Ingrid Hein

February 25, 2016

ORLANDO, Florida — The new Centers for Medicare & Medicaid Services payment program, which comes into effect April 1 in the United States, will be among the hot topics here at the American Academy of Orthopaedic Surgeons (AAOS) 2016 Annual Meeting, as specialists debate the growing role of patient feedback.

James Ficke, MD, from the John Hopkins University School of Medicine in Baltimore, who is chair of the AAOS central programming committee, predicted that a lot of discussion this year will be centered around patient-reported outcomes.

"What does the patient think about their surgery? We, as a profession, are gaining more focus on the patient," Dr Ficke explained. "Would they have their surgery again? How pleased were they with the surgeon and with the experience? And how do we, as surgeons, assess it?"

The new Medicare Comprehensive Care for Joint Replacement model holds participant hospitals financially accountable for the quality and cost of lower-extremity joint replacements and incentivizes the coordination of care among hospitals, physicians, and postacute-care providers, beginning with admission to the hospital and ending 90 days after discharge.

 
We, as a profession, are gaining more focus on the patient.
 

Although it is not really something they worried about in the past, hospitals, and ultimately surgeons, will be responsible for treatment through to the recovery stage, Michael Kelly, MD, from the Hackensack University Medical Center in New Jersey, told Medscape Medical News.

Dr Kelly said he was reticent about the model at first, but the research is showing that it could change things for the better.

"A lot of the research reflects on quality of patient care, cost efficiency of patient care, and studies looking at increasing discharge to home," he explained. "One study showed that if patients were discharged to home, instead of going to skilled nursing centers or acute rehabilitation facilities, readmission was reduced by 25%. That's huge."

Dr Kelly will be discussing research on this topic during a section devoted to the reconstruction of adult knees.

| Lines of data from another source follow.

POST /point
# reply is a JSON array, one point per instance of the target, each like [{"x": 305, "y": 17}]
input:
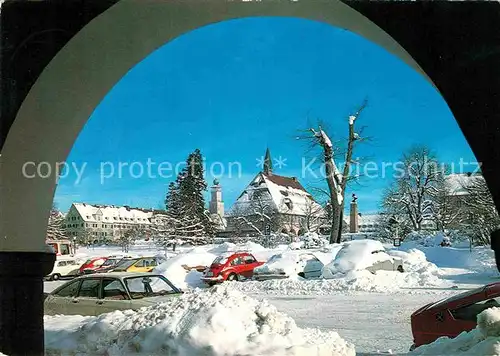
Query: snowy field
[{"x": 354, "y": 313}]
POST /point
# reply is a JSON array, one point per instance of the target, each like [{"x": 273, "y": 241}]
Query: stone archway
[{"x": 63, "y": 98}]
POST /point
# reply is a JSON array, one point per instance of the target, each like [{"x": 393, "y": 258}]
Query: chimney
[{"x": 354, "y": 216}]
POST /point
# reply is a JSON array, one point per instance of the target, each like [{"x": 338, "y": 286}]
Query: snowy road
[{"x": 375, "y": 323}]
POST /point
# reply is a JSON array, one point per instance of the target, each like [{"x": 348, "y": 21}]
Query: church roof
[{"x": 113, "y": 214}]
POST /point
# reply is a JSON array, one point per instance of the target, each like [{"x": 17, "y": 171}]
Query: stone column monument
[{"x": 354, "y": 216}]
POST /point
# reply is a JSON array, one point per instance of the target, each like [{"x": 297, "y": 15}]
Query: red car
[
  {"x": 92, "y": 264},
  {"x": 235, "y": 267},
  {"x": 452, "y": 316}
]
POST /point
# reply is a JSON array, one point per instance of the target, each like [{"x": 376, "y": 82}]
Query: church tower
[
  {"x": 216, "y": 205},
  {"x": 268, "y": 163}
]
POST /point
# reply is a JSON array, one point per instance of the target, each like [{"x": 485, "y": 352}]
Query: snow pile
[
  {"x": 483, "y": 340},
  {"x": 285, "y": 262},
  {"x": 356, "y": 255},
  {"x": 213, "y": 322},
  {"x": 355, "y": 281}
]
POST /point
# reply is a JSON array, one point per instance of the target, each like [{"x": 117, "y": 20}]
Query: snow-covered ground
[{"x": 371, "y": 311}]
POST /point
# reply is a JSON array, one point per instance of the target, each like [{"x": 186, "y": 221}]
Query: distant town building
[
  {"x": 105, "y": 222},
  {"x": 457, "y": 191},
  {"x": 273, "y": 203}
]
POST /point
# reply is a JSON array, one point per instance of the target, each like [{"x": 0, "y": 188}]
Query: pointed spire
[{"x": 268, "y": 163}]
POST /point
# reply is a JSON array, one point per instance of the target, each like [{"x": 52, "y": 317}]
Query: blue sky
[{"x": 234, "y": 88}]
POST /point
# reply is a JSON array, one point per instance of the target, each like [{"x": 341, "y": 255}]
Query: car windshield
[
  {"x": 149, "y": 286},
  {"x": 220, "y": 260},
  {"x": 125, "y": 264},
  {"x": 457, "y": 297},
  {"x": 110, "y": 262}
]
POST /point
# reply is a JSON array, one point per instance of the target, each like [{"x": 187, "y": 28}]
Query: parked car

New research will be abundant; 926 peer-reviewed papers and 576 posters will be presented. And there will be a lot of discussion about where we are with joint replacement, said Dr Ficke, who specializes in foot and ankle injuries.

"If you're going to break your leg in March, the best place to be is in Orlando," he quipped.

New Dynamic Presentation Formats

Two brand new presentation formats will be launched at the meeting that promise to keep the conference lively. Flash 5: What's Coming Down the Pike gives experts the opportunity to share critical points and takeaways on specific topics in 5-minute bursts of information.

Then, in the Hip Showdown, the audience will weigh in and vote for the winner as experts debate "reconstruction or not?" Later in the week, four shoulder and elbow surgeons will battle over the management of four-part humeral fractures.

"We wanted to give people an attention-grabbing, short bite, quick dose of information," said Tad Gerlinger, MD, chair of the AAOS central instructional courses committee.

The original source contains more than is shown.